Each recipient of the Vernier Technology Award receives a check for $1000 and $1000 towards expenses to attend the NSTA National Convention. In addition, the recipients receives $1000 in Vernier products.
Julia Green uses technology in a way to stimulate thinking, questions and inquiry into science subjects. She believes it is important to use sensors and probe ware as an integral part of the learning process. Student activities include a class-wide investigation into the temperature observed when popping microwave popcorn, studies on heat loss and insulation and phase change of water. A favorite student investigation included determining if a pair of sunglasses really blocked simulated sunlight or if the sunglasses were only used for decoration.
Fairfield Middle School
Diane Callahan based her project, “CSI: Creek Scene Investigation – Fairfield” on a popular TV show that deals with forensic science. This project exposed students to water quality/ watersheds, data collection and analysis. T he students sampled a community “body” of water, “fingerprinted” and analyzed the makeup. Using hand held technology, the class learned about water quality and what makes a safe and clean water supply by identifying the physical, chemical and biological aspects of water. The students then presented the findings in presentations to community groups, peers and parents.
High School Level
Cleveland High School
Robert Schlichting's physics program is highly experimental and students are trained to use technology as a primary tool in data gathering. The students participated in a project using a Vernier motion detector on Eliot Glacier. The field implementation of this technology required the development of a solar powered charging system that could provide constant power to a Vernier LabPro that logged data from the motion sensor. The implementation of this system resulted in a record of glacier ablation. The data collected will be analyzed and an energy budget for the glacier will be developed. The data will be used as a springboard for discussion regarding global climate changes.
Bow High School
Stan Wawrzyniak's primary mode of instruction is active. Students complete an instructor designed activity to become familiar with the technology and basic concepts before completing a related activity of their design. In his Engineering Design & Development course, students are engaged in a yearlong engineering project. They choose a problem and use an engineering design process to research, develop and test a solution.
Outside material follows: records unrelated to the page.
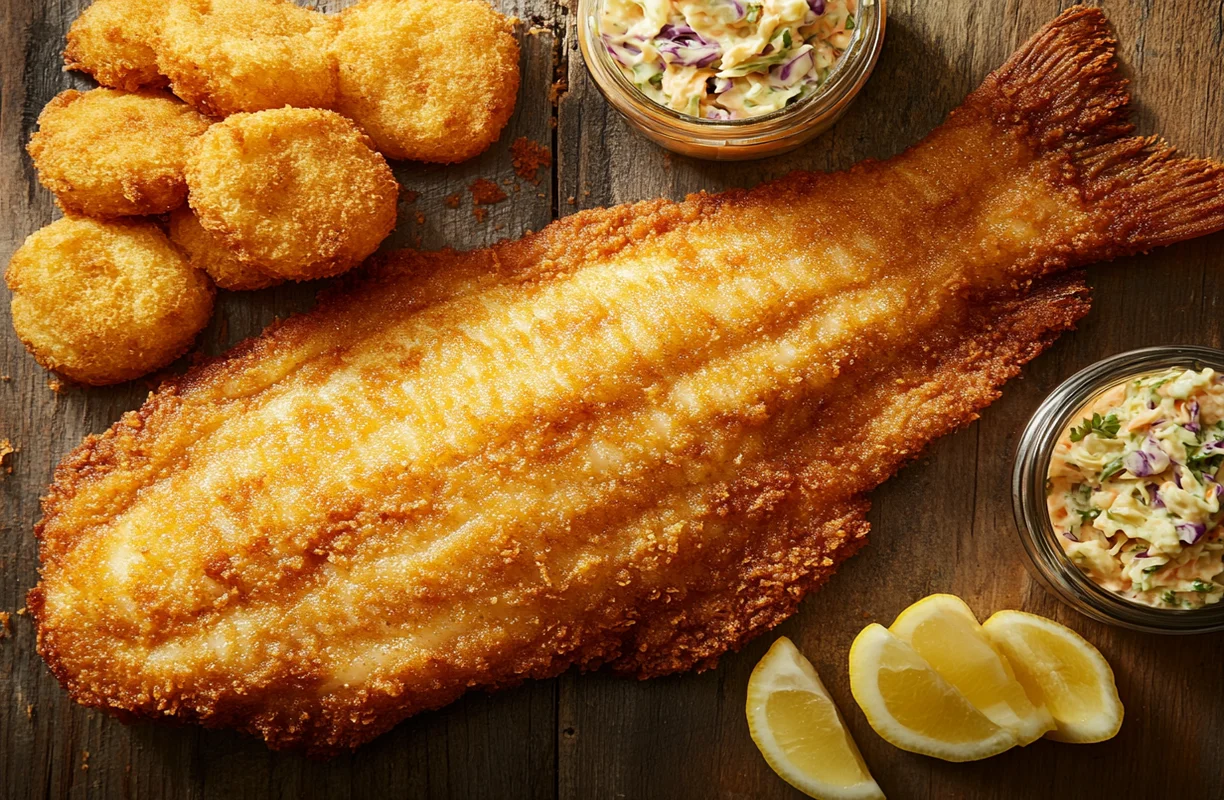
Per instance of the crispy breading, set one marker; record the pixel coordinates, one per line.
(225, 56)
(205, 252)
(102, 302)
(427, 80)
(635, 438)
(108, 153)
(113, 42)
(298, 192)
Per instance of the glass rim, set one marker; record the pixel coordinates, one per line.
(842, 85)
(1031, 467)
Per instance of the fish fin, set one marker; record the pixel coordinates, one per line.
(1064, 94)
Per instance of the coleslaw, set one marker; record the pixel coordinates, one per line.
(727, 59)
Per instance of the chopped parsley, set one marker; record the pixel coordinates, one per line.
(1104, 427)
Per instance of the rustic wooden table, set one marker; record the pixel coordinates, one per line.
(943, 525)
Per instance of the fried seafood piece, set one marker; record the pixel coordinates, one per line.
(637, 438)
(427, 80)
(105, 301)
(113, 42)
(109, 153)
(225, 56)
(212, 256)
(298, 192)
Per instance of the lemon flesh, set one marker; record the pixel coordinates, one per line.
(799, 730)
(1064, 670)
(913, 707)
(944, 631)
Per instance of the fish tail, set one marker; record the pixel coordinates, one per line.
(1064, 94)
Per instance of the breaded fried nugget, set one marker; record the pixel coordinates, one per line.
(102, 302)
(109, 153)
(225, 56)
(298, 192)
(205, 252)
(427, 80)
(113, 40)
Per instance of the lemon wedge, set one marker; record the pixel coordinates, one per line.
(799, 730)
(944, 631)
(913, 707)
(1064, 670)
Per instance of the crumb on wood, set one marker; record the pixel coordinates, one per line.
(486, 192)
(529, 158)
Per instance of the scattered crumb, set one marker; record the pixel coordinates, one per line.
(528, 157)
(485, 192)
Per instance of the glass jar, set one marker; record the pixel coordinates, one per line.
(1047, 560)
(737, 140)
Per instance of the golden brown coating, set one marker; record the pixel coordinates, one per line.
(102, 302)
(113, 42)
(298, 192)
(427, 80)
(635, 438)
(225, 56)
(108, 153)
(205, 252)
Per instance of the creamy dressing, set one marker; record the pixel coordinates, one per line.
(727, 59)
(1132, 489)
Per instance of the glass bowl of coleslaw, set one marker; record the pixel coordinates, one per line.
(1115, 491)
(731, 80)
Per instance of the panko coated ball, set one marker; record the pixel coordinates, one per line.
(298, 192)
(206, 252)
(427, 80)
(109, 153)
(113, 42)
(225, 56)
(105, 301)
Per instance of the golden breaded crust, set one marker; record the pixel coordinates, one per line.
(103, 302)
(113, 42)
(298, 192)
(205, 252)
(427, 80)
(225, 56)
(109, 153)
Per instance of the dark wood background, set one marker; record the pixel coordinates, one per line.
(944, 525)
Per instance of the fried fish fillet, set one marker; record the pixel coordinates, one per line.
(637, 438)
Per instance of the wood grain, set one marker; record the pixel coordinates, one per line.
(943, 525)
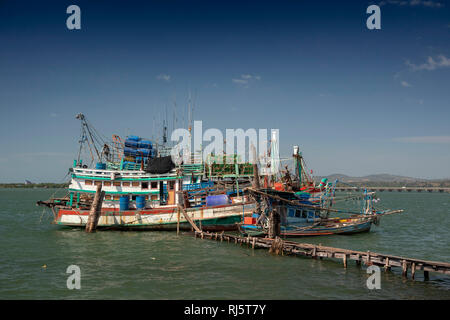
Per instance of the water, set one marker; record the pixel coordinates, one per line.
(162, 265)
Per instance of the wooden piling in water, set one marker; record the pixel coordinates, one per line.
(96, 209)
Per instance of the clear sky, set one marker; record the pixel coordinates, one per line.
(356, 101)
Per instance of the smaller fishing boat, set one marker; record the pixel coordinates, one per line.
(301, 217)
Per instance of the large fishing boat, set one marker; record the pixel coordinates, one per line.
(144, 189)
One class chose to develop a remotely operated submersible. Vernier's Digital Control Units will be used to control the submersible. An onboard video camera records and sends real time video through the tether along with data to the control laptop.
Sachem North High School
Lake Ronkonkoma, NY
Gillian Winters' believes that her students need to know how to use modern equipment, including computers, to run their experiments. Several times during the years, she will ask students to do a lab experiment without a computer, and then in a later class ask the students to do a similar experiment using computers. The repetition and different approach reinforce the concepts, and the students learn how to use the computers without relying on them. In one lab, students determine Planck's constant, h, a fundamental constant of modern physics. Students use current and voltage probes interfaced with Vernier LabPro to determine the current through, and potential difference (voltage) across various Light Emitting Diodes (LEDs).
University of New England
James Vesenka believes technology makes data collection and analysis fun for the students and provides the means of developing accurate empirical data. Fluid mechanics plays an important role in the life sciences curriculum. A counterintuitive model his students must confront is that increased velocity of fluid results in a decrease in fluid pressure. The key to the success of his laboratory activity was Vernier's sensitive "barometer" pressure gauge and Vernier's motion detector to extract wind speed. From this data Bernoulli's principle can be modeled, with the density of air solved empirically to within 10% of the accepted value. The power of modeling in this way converts abstract mathematical concepts to a more clear sense of ownership by our students.